Dalam menaikkan harga jual, perusahaan membagi dua tahap. Pertama, Januari 2014 menaikkan harga hingga 10%. Kedua, Februari 2014 dengan angka yang sama.
Selain itu, Tiesha dan Carrell mengingatkan, ada pula emiten konsumer yang merasakan efek positif pelemahan rupiah. Mereka adalah emiten dengan porsi ekspor besar. Contohnya MYOR. Per September 2014, porsi ekspor MYOR 38,66%. "Kinerja MYOR memang sensitif terhadap keadaan rupiah," jelas Tiesha. Maka, tak heran jika price to earning ratio (PER) MYOR terbilang mahal, yakni 61,95 kali dari rata-rata industri 14,41 kali.

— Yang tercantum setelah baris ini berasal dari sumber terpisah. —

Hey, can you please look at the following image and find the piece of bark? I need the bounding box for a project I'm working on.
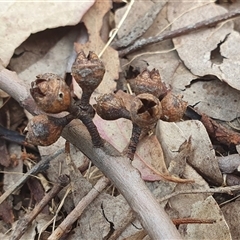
[217,154,240,173]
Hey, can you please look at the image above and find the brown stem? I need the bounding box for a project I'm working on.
[127,123,142,160]
[0,69,182,239]
[11,175,69,240]
[48,177,109,240]
[118,9,240,57]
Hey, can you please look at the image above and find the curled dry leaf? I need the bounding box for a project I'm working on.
[185,196,232,240]
[130,69,167,98]
[168,2,240,90]
[161,92,188,122]
[0,0,94,66]
[221,201,240,239]
[156,120,223,185]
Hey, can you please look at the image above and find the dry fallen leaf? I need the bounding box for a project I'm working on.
[184,196,232,240]
[168,2,240,90]
[0,0,94,66]
[221,199,240,240]
[156,120,223,185]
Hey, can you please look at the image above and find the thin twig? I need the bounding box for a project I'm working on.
[119,9,240,57]
[48,177,110,240]
[11,175,69,240]
[0,149,64,204]
[0,67,182,239]
[158,185,240,202]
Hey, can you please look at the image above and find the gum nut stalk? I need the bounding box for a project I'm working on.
[94,93,130,120]
[30,73,71,113]
[130,93,162,129]
[72,50,105,92]
[161,92,188,122]
[26,114,67,146]
[132,69,167,98]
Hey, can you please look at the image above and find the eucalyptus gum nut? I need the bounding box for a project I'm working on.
[30,73,71,113]
[94,93,130,120]
[72,50,105,92]
[26,114,64,146]
[161,92,188,122]
[130,93,162,129]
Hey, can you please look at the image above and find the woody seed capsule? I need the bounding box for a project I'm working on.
[26,114,73,146]
[72,50,105,105]
[30,73,71,113]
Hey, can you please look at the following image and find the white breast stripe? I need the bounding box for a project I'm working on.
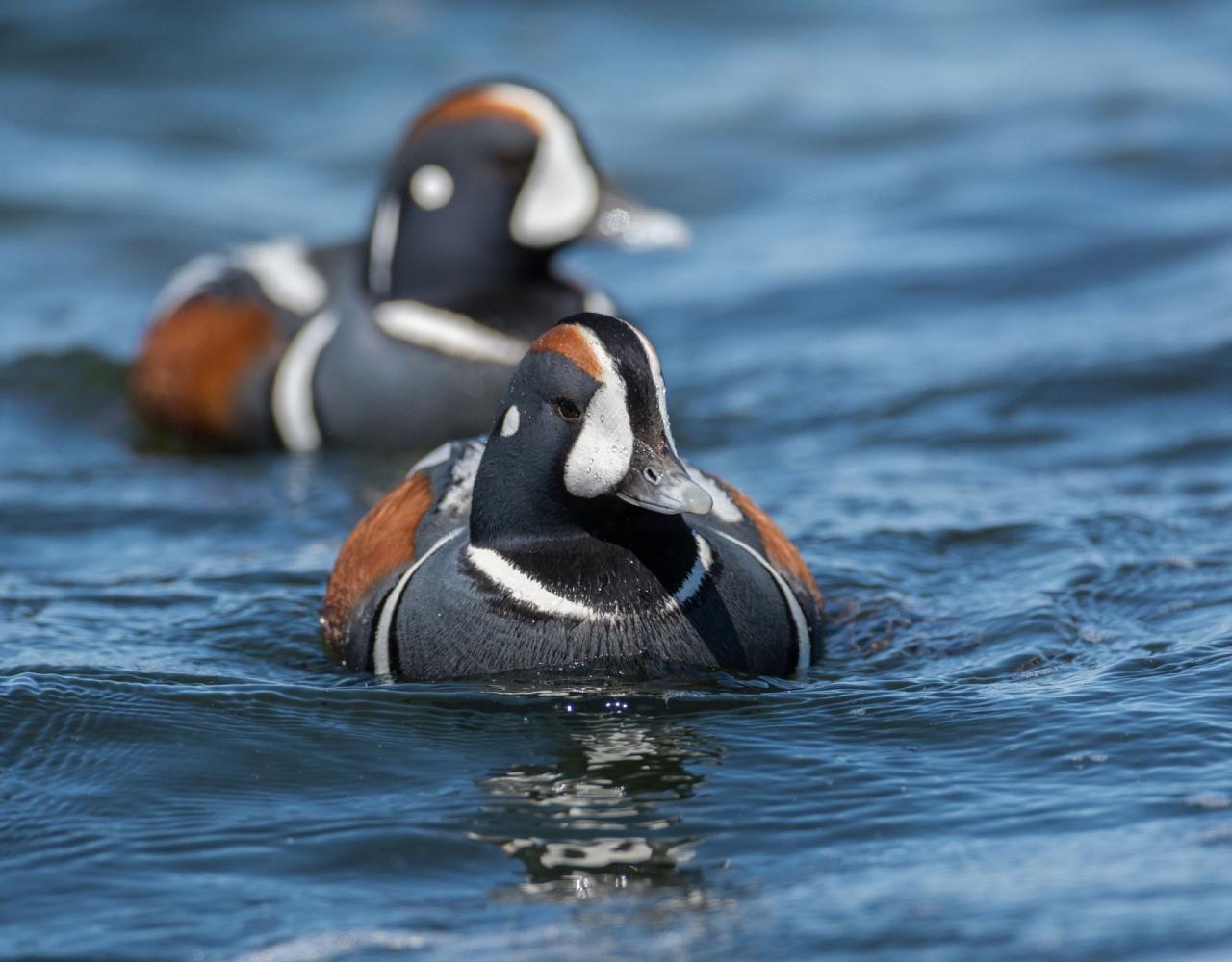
[714,531,813,675]
[271,311,338,452]
[372,527,466,675]
[372,300,531,365]
[466,532,714,623]
[500,404,523,438]
[235,238,329,316]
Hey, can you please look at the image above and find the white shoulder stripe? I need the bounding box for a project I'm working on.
[234,238,329,315]
[372,300,531,365]
[685,463,748,524]
[406,441,453,478]
[669,531,714,609]
[372,527,466,676]
[271,311,338,452]
[151,254,228,316]
[714,531,813,675]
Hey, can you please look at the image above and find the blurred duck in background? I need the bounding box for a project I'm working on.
[129,83,689,451]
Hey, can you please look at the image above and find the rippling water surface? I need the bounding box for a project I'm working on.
[0,0,1232,962]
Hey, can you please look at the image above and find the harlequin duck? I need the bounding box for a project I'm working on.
[131,83,689,451]
[321,313,822,680]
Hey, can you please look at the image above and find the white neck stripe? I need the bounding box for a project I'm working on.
[714,531,813,675]
[626,321,679,457]
[466,532,714,623]
[369,194,401,297]
[372,527,466,675]
[270,311,338,452]
[372,300,529,366]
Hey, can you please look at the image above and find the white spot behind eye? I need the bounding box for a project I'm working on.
[500,404,523,438]
[410,164,453,211]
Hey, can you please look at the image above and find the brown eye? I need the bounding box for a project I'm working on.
[555,398,581,421]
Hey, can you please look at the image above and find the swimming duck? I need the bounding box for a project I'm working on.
[321,313,823,680]
[131,83,689,451]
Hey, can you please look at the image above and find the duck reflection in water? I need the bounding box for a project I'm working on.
[471,716,722,898]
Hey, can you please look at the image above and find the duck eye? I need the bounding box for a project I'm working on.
[555,398,581,421]
[492,150,529,180]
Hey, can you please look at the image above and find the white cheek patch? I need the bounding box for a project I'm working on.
[625,321,679,457]
[500,404,521,438]
[410,164,453,211]
[490,84,599,247]
[564,328,633,497]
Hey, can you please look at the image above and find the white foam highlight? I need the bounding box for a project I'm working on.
[369,193,401,297]
[234,238,329,316]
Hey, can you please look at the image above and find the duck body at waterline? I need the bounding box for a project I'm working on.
[322,315,822,680]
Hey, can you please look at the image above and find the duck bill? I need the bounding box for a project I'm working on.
[586,189,692,251]
[616,449,714,515]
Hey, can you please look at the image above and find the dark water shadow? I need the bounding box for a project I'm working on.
[468,716,723,900]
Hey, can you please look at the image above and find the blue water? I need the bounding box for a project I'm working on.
[0,0,1232,962]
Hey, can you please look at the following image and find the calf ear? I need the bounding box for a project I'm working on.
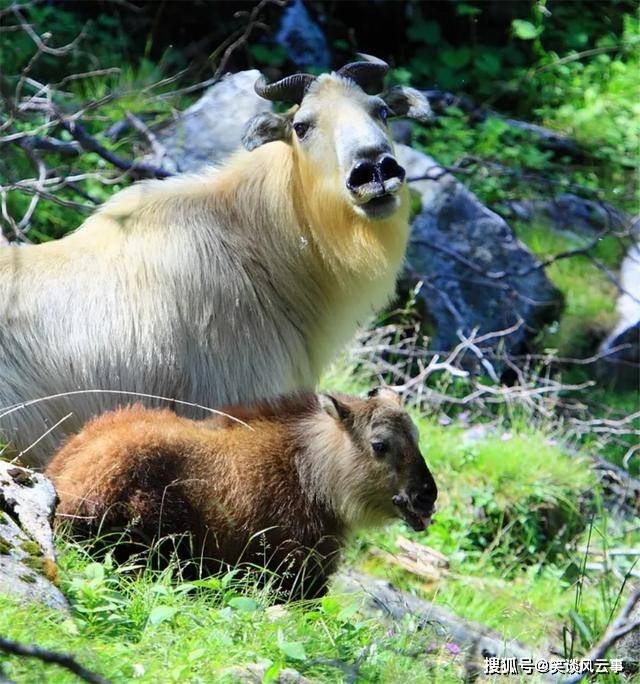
[318,394,351,422]
[242,112,291,151]
[367,387,402,406]
[382,86,433,123]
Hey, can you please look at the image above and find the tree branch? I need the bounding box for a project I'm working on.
[0,637,109,684]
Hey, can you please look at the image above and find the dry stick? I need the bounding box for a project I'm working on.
[60,119,173,178]
[0,389,253,430]
[0,637,109,684]
[563,589,640,684]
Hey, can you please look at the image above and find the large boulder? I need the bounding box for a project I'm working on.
[152,69,271,173]
[150,71,561,364]
[500,193,628,234]
[398,145,562,353]
[599,243,640,388]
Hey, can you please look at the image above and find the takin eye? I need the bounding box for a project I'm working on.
[376,105,389,126]
[371,441,387,456]
[293,121,311,139]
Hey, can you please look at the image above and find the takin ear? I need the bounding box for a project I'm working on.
[381,86,433,123]
[242,112,291,152]
[367,387,402,406]
[318,394,351,423]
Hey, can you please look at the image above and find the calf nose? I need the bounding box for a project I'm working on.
[347,154,406,191]
[347,160,376,190]
[376,154,406,181]
[411,488,438,515]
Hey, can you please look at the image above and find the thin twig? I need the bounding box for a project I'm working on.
[0,637,109,684]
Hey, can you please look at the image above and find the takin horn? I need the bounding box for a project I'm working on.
[338,53,389,95]
[253,74,316,104]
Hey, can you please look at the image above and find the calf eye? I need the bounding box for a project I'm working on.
[371,442,387,456]
[293,121,309,138]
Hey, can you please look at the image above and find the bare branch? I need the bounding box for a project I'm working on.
[0,637,109,684]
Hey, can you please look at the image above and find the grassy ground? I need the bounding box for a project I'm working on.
[0,372,640,683]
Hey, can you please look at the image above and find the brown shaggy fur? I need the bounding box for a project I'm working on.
[47,393,436,597]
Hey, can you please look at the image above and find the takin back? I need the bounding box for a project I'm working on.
[0,57,429,466]
[47,389,437,599]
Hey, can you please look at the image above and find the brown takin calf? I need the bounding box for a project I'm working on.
[47,389,437,598]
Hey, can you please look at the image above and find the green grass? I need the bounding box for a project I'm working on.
[0,390,640,682]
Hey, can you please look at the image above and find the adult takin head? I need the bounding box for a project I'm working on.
[47,390,437,598]
[243,55,431,220]
[0,53,429,466]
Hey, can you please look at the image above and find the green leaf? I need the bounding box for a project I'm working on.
[511,19,540,40]
[262,663,282,684]
[320,596,340,617]
[440,47,471,69]
[278,629,307,660]
[474,52,501,76]
[227,596,258,613]
[407,21,442,45]
[569,610,593,645]
[147,606,178,625]
[278,641,307,660]
[456,2,482,17]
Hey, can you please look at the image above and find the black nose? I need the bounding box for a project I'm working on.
[347,161,376,190]
[347,154,406,190]
[411,487,438,515]
[376,155,406,181]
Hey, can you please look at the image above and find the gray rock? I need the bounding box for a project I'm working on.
[599,243,640,387]
[153,69,271,173]
[398,145,562,353]
[154,77,561,360]
[275,0,331,70]
[0,461,68,609]
[500,193,629,234]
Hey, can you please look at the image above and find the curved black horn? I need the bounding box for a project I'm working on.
[338,54,389,95]
[253,74,316,104]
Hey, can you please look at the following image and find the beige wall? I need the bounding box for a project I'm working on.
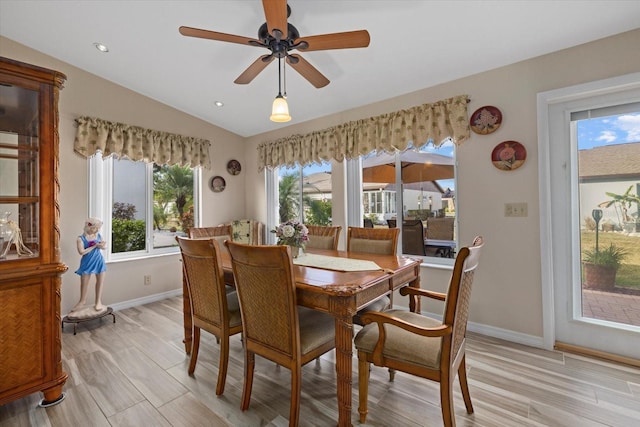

Meski begitu, ia melihat sektor konsumer di tahun ini masih memiliki prospek baik. Daya beli masyarakat telah pulih setelah tahun lalu turun karena kenaikan harga bahan bakar minyak (BBM). Carrel bilang, keadaan itu juga diikuti perekonomian Indonesia yang membaik, terlihat dari indikator ekonomi yang positif ditandai dengan deflasi selama dua bulan. Apalagi, ada perkirakan bahwa penurunan harga komoditas masih akan berlanjut.
Melihat kondisi ini, Tiesha memproyeksikan, tahun ini laba bersih perusahaan konsumer masih akan naik 17%. Carrel memilih ICBP sebagai jagoan sektor konsumer. Sebab, valuasi ICBP lebih rendah dibandingkan yang lain, yakni 34,67 kali. Sementara Tiesha merekomendasikan hold ICBP dan buy ROTI. Jennifer merekomendasikan buy untuk ICBP dan ROTI serta sell untuk UNVR.